If you decide to Reindex data to a new index first, and then point Cumulus to that new index, it is not guaranteed that data that is sent to the old index while reindexing will show up in the new index. If you prefer this way, it is recommended to turn off any ingest operations. This order will keep your dashboard data from seeing any interruption.
Change Index
This will point Cumulus to the index in Elasticsearch that will be used when retrieving data. Performing a change index operation to an index that does not exist yet will create the index for you. The change index operation can be found here.

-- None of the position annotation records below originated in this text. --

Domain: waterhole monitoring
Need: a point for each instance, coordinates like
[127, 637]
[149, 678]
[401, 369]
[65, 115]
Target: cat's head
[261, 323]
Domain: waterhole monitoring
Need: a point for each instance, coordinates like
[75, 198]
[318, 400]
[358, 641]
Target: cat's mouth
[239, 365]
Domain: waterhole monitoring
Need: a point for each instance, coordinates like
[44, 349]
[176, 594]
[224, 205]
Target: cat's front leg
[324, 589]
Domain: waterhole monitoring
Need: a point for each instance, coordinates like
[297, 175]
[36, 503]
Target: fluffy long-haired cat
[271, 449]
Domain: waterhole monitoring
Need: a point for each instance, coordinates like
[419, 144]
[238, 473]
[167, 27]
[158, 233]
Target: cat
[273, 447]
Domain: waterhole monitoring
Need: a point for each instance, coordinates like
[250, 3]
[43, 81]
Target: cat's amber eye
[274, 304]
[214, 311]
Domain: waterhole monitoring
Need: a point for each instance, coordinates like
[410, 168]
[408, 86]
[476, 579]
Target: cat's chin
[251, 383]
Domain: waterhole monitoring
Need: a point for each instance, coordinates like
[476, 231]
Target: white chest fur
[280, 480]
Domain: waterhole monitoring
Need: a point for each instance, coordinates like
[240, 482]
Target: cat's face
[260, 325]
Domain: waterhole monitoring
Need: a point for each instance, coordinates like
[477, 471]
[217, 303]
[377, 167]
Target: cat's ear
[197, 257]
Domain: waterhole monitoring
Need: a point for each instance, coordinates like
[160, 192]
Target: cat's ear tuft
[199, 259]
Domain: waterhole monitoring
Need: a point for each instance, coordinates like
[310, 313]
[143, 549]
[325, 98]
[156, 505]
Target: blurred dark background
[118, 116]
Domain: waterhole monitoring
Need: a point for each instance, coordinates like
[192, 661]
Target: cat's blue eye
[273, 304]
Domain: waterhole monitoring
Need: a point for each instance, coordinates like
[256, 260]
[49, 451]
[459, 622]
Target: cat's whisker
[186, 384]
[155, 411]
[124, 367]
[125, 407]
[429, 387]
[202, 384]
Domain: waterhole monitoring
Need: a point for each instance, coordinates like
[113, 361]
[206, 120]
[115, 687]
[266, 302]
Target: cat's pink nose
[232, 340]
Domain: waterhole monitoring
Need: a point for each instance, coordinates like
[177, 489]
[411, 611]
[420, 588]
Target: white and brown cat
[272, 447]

Reindex from the old index to the new index
The reindex operation will take the data from one index and copy it into another index. The reindex operation can be found here
Reindex status
Reindexing is a long-running operation. The reindex-status endpoint can be used to monitor the progress of the operation.
Index from database
If you want to just grab the data straight from the database you can perform an Index from Database Operation. After the data is indexed from the database, a Change Index operation will need to be performed to ensure Cumulus is pointing to the right index. It is strongly recommended to turn off workflow rules when performing this operation so any data ingested to the database is not lost.
Validate reindex
To validate the reindex, use the reindex-status endpoint. The doc count can be used to verify that the reindex was successful. In the below example the reindex from cumulus-2020-11-3
to cumulus-2021-3-4
was not fully successful as they show different doc counts.
"indices": {
"cumulus-2020-11-3": {
"primaries": {
"docs": {
"count": 21096512,
"deleted": 176895
}
},
"total": {
"docs": {
"count": 21096512,
"deleted": 176895
}
}
},
"cumulus-2021-3-4": {
"primaries": {
"docs": {
"count": 715949,
"deleted": 140191
}
},
"total": {
"docs": {
"count": 715949,
"deleted": 140191
}
}
}
}
To further drill down into what is missing, log in to the Kibana instance (found in the Elasticsearch section of the AWS console) and run the following command replacing <index>
with your index name.
GET <index>/_search
{
"aggs": {
"count_by_type": {
"terms": {
"field": "_type"
}
}
},
"size": 0
}
which will produce a result like
"aggregations": {
"count_by_type": {
"doc_count_error_upper_bound": 0,
"sum_other_doc_count": 0,
"buckets": [
{
"key": "logs",
"doc_count": 483955
},
{
"key": "execution",
"doc_count": 4966
},
{
"key": "deletedgranule",
"doc_count": 4715
},
{
"key": "pdr",
"doc_count": 1822
},
{
"key": "granule",
"doc_count": 740
},
{
"key": "asyncOperation",
"doc_count": 616
},
{
"key": "provider",
"doc_count": 108
},
{
"key": "collection",
"doc_count": 87
},
{
"key": "reconciliationReport",
"doc_count": 48
},
{
"key": "rule",
"doc_count": 7
}
]
}
}
Resuming a reindex
If a reindex operation did not fully complete it can be resumed using the following command run from the Kibana instance.
POST _reindex?wait_for_completion=false
{
"conflicts": "proceed",
"source": {
"index": "cumulus-2020-11-3"
},
"dest": {
"index": "cumulus-2021-3-4",
"op_type": "create"
}
}
The Cumulus API reindex-status endpoint can be used to monitor completion of this operation.